12月19日のポッドキャストで、ドゥオン氏とサットン氏は、ETFの発行者が保有するために十分なビットコインを購入する必要があることに言及し、企業などがBTCを調達する際に問題が生じる可能性があると指摘した。

「特定の規制された場所からビットコインを購入する必要があるが、需要が多すぎて、これらの人々が必要なビットコインを取得できない場合はどうなるだろうか?」と言及している。

仮想通貨ベンチャー企業のビットワイズは、現物型ビットコインETFが史上最も成功したETF製品の発売になると予測している。

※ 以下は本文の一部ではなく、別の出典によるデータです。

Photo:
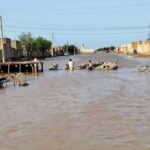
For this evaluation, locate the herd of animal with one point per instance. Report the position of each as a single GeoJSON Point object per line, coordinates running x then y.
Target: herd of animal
{"type": "Point", "coordinates": [20, 78]}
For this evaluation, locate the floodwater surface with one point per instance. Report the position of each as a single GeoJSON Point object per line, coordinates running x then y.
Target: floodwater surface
{"type": "Point", "coordinates": [78, 110]}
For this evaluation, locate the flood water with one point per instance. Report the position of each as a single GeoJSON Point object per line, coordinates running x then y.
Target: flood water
{"type": "Point", "coordinates": [79, 110]}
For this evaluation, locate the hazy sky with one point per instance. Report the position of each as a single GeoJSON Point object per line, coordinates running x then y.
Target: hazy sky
{"type": "Point", "coordinates": [96, 23]}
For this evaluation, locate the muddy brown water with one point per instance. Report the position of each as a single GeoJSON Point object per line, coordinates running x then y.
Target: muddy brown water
{"type": "Point", "coordinates": [79, 110]}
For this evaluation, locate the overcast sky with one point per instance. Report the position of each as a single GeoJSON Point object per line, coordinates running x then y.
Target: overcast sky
{"type": "Point", "coordinates": [96, 23]}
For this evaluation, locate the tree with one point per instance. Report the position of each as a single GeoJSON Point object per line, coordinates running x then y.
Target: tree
{"type": "Point", "coordinates": [42, 44]}
{"type": "Point", "coordinates": [27, 42]}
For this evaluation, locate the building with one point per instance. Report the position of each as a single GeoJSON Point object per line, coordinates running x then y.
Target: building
{"type": "Point", "coordinates": [140, 47]}
{"type": "Point", "coordinates": [16, 47]}
{"type": "Point", "coordinates": [8, 52]}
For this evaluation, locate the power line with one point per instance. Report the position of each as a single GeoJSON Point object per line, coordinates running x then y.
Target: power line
{"type": "Point", "coordinates": [78, 28]}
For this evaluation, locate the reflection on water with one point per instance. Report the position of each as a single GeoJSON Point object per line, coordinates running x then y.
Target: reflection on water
{"type": "Point", "coordinates": [79, 110]}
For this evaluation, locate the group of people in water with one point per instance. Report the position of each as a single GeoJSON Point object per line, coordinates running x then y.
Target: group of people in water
{"type": "Point", "coordinates": [71, 64]}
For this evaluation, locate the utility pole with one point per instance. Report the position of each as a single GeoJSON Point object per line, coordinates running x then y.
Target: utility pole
{"type": "Point", "coordinates": [52, 44]}
{"type": "Point", "coordinates": [2, 46]}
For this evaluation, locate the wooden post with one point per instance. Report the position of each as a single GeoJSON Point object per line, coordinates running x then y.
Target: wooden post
{"type": "Point", "coordinates": [19, 67]}
{"type": "Point", "coordinates": [8, 68]}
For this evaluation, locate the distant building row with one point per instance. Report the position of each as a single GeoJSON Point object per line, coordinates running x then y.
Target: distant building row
{"type": "Point", "coordinates": [140, 47]}
{"type": "Point", "coordinates": [13, 50]}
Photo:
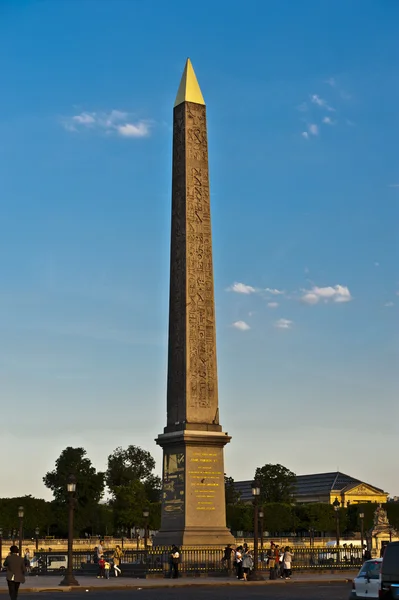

ドゥオン氏は、流入が少ないことに比べれば、これが良い問題であることを認めつつ、調達リスクは今後念頭に置く価値があると述べた。

サットン氏は、もう1つのリスクについて言及し、それは「ベーシス取引」として知られる、人気のある機関投資家のトレーディング戦略に関連している。これはビットコインの現物価格とBTC先物契約の価格の差を利用するものだ。

Veloのデータによると、ビットコイン現物取引と先物契約の両方の取引高が大幅に増加したため、過去2週間でベーシス取引の潜在的な利益は最大20%まで急上昇した。

しかし、機関投資家が現物型ビットコインETF製品を通じてビットコインへの直接的なエクスポージャーを増やすにつれ、ベーシスは狭まり、取引の利益率は大幅に減少するだろう。

現在、米証券取引委員会(SEC)には現物型ビットコインETFに関する13件の申請が審査中だ。ブルームバーグのETFアナリスト、エリック・バルチュナス氏とジェームズ・セイファート氏は、これらのETFのうち1つまたはすべてが早ければ1月10日までに承認される可能性が90%であると予想している。

12月21日のX投稿によると、暗号資産運用会社のグレイスケールは、現金償還の代わりに現物償還を推進するために、再びSECと会合を持った。

現物償還モデルは、資産を売却して現金を調達し、株式を発行する際に生じるスプレッドやブローカー手数料を避けるため、ETF発行者にとってより効率的であると一般的に見なされている。